• We’re currently investigating an issue related to the forum theme and styling that is impacting page layout and visual formatting. The problem has been identified, and we are actively working on a resolution. There is no impact to user data or functionality, this is strictly a front-end display issue. We’ll post an update once the fix has been deployed. Thanks for your patience while we get this sorted.

Can I put 256MB PC133 in a notebook with 192MB PC66 max?

Kuroyama

Member
I have an older Compaq Presario 1920 notebook ("upgraded" to 333MHz PII mobile & 40GB 5200RPM hard drive). It runs Win98, WinXP & Fedora just fine (although a bit slow to boot the latter two) and is fairly compact so I don't feel like replacing it as I normally use my desktop anyways.

I would like to add some memory to this. I've reached the official maximum of 192MB PC66 memory (64MB built-in + 128MB extra). It seems the largest PC66 modules available are 128MB, which might explain the 192MB maximum. However, if I pop in PC133 shouldn't it clock back to PC66 automatically? Would the BIOS recognize a larger 256MB or 512MB module, or might it only recognize the first 128MB?
 
Worse scenerio is that it won't read and you'll have RAM for your next Lappy...get the fastest as RAM is backward compatible 😉
 
I had the same situation a while back with my Fujitsu laptop. It runs PC100 with 128MB built in, 256MB total max. I bought a 128MB stick of PC133 and it ran fine.

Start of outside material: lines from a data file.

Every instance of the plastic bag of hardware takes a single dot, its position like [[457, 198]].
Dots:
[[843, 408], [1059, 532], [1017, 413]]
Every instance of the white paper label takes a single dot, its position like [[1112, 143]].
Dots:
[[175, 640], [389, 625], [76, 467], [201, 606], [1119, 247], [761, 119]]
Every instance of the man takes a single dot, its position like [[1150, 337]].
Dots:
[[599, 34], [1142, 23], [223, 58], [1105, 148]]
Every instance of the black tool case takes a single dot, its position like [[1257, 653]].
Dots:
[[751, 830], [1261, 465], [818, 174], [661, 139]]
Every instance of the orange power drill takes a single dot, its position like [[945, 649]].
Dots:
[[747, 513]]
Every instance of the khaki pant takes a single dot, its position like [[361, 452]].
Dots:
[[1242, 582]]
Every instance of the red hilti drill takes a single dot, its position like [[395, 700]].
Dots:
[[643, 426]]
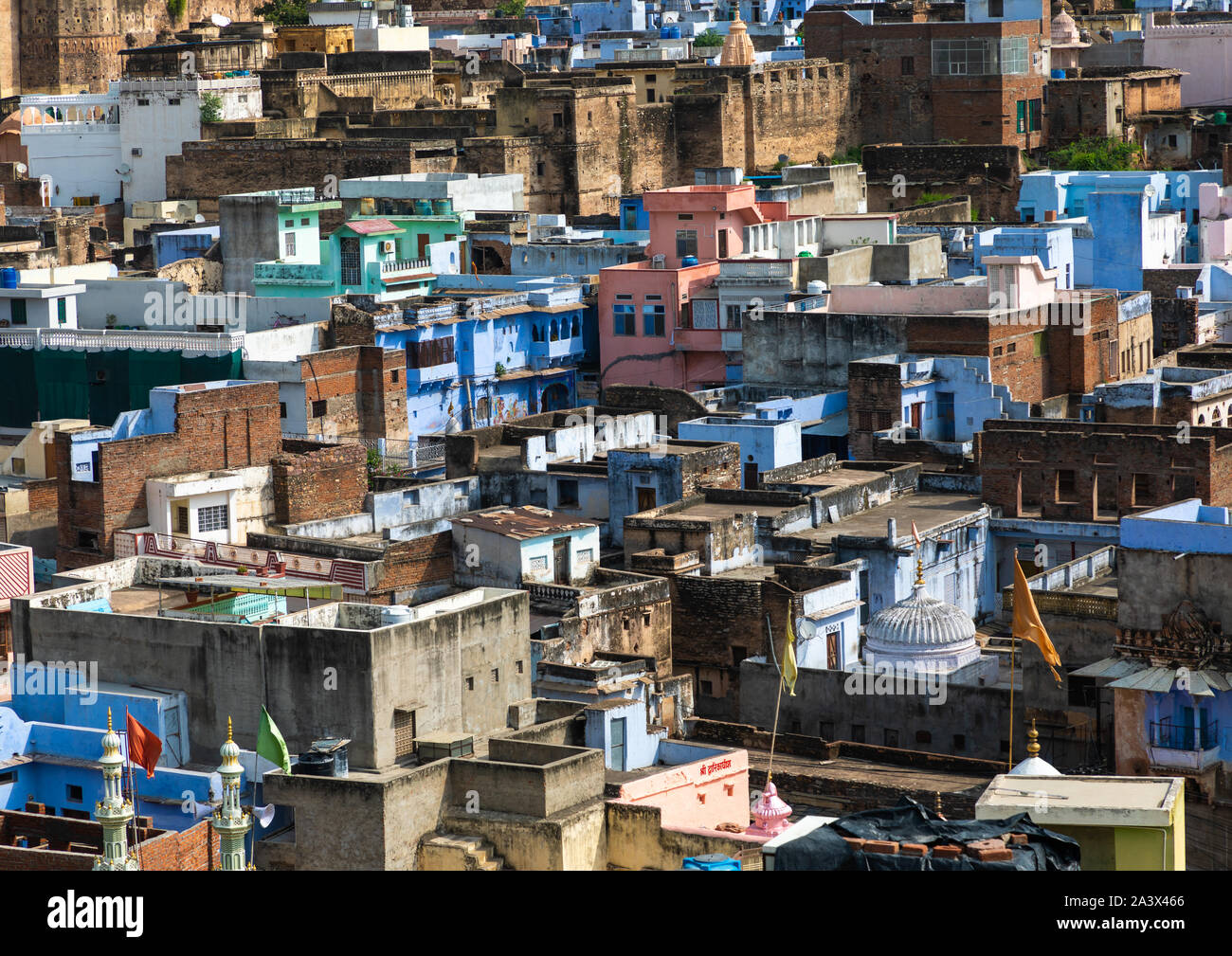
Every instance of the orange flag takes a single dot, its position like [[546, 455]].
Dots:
[[144, 748], [1027, 624]]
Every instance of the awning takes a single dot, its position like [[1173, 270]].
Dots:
[[1161, 680], [1112, 668]]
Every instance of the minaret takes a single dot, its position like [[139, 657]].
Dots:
[[230, 821], [114, 811]]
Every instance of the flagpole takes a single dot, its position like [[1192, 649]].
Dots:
[[774, 732]]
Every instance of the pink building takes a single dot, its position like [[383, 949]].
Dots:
[[660, 319], [701, 794]]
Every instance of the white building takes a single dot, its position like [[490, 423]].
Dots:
[[75, 142], [156, 116]]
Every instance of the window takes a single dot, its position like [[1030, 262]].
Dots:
[[624, 319], [429, 353], [652, 319], [1067, 489], [403, 733], [212, 517], [1141, 488]]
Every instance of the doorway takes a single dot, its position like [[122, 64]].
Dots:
[[561, 561]]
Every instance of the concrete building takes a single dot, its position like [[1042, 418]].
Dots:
[[508, 547]]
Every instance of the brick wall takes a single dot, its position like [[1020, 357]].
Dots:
[[1072, 471], [325, 483], [216, 427]]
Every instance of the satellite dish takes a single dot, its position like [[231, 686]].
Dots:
[[263, 815]]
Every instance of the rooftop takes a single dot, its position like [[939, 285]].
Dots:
[[522, 522]]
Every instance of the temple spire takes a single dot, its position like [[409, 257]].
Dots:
[[230, 821], [114, 812]]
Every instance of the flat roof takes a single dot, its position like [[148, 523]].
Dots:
[[927, 509], [521, 522], [1083, 800]]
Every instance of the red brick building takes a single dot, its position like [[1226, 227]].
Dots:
[[1062, 470], [928, 81]]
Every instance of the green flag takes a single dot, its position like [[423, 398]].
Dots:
[[270, 743]]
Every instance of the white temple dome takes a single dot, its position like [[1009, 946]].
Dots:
[[931, 632]]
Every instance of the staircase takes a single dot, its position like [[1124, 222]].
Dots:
[[454, 852]]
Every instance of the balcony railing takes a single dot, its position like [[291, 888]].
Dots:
[[1177, 737]]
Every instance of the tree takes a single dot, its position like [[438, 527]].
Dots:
[[1095, 154], [210, 107], [284, 12]]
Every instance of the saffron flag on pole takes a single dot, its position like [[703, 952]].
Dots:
[[788, 658], [270, 743], [144, 748], [1027, 624]]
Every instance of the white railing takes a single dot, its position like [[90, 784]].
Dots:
[[107, 340]]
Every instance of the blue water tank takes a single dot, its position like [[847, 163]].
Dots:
[[711, 861]]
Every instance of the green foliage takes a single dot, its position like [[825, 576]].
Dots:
[[284, 12], [1096, 154], [210, 107], [854, 154]]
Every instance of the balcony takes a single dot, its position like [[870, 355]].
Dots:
[[1175, 747]]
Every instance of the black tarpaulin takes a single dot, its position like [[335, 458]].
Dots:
[[825, 849]]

I came across the opportunity to try out a 256MB stick of PC100 and the laptop only detected 128MB of it, which really sucks since I know that laptop would run even better with 384MB.

Now, I won't say that's how it works for all laptops, but this is just my experience with trying to go past manufacturer's limits.
 
Those old 66 MHz chipsets have a surprisingly low limit on how big a RAM chip they can handle. Hence the 128-MByte per-DIMM limit. This isn't about the speed grade at all.
 
Thanks for the info. Checked and found the chipset is the Intel 440BX series. Supposedly supports up to 1GB RAM, although I suppose this doesn't mean Compaq's BIOS will be OK. I'll give it a shot and if it fails then I'll sell the RAM on EBay.
 
Intel BX does 128 megaBITS per chip. So the largest SO-DIMMs you can have are 128 MBytes, made from exactly those "16Mx8" chips that are the largest the 440BX can handle.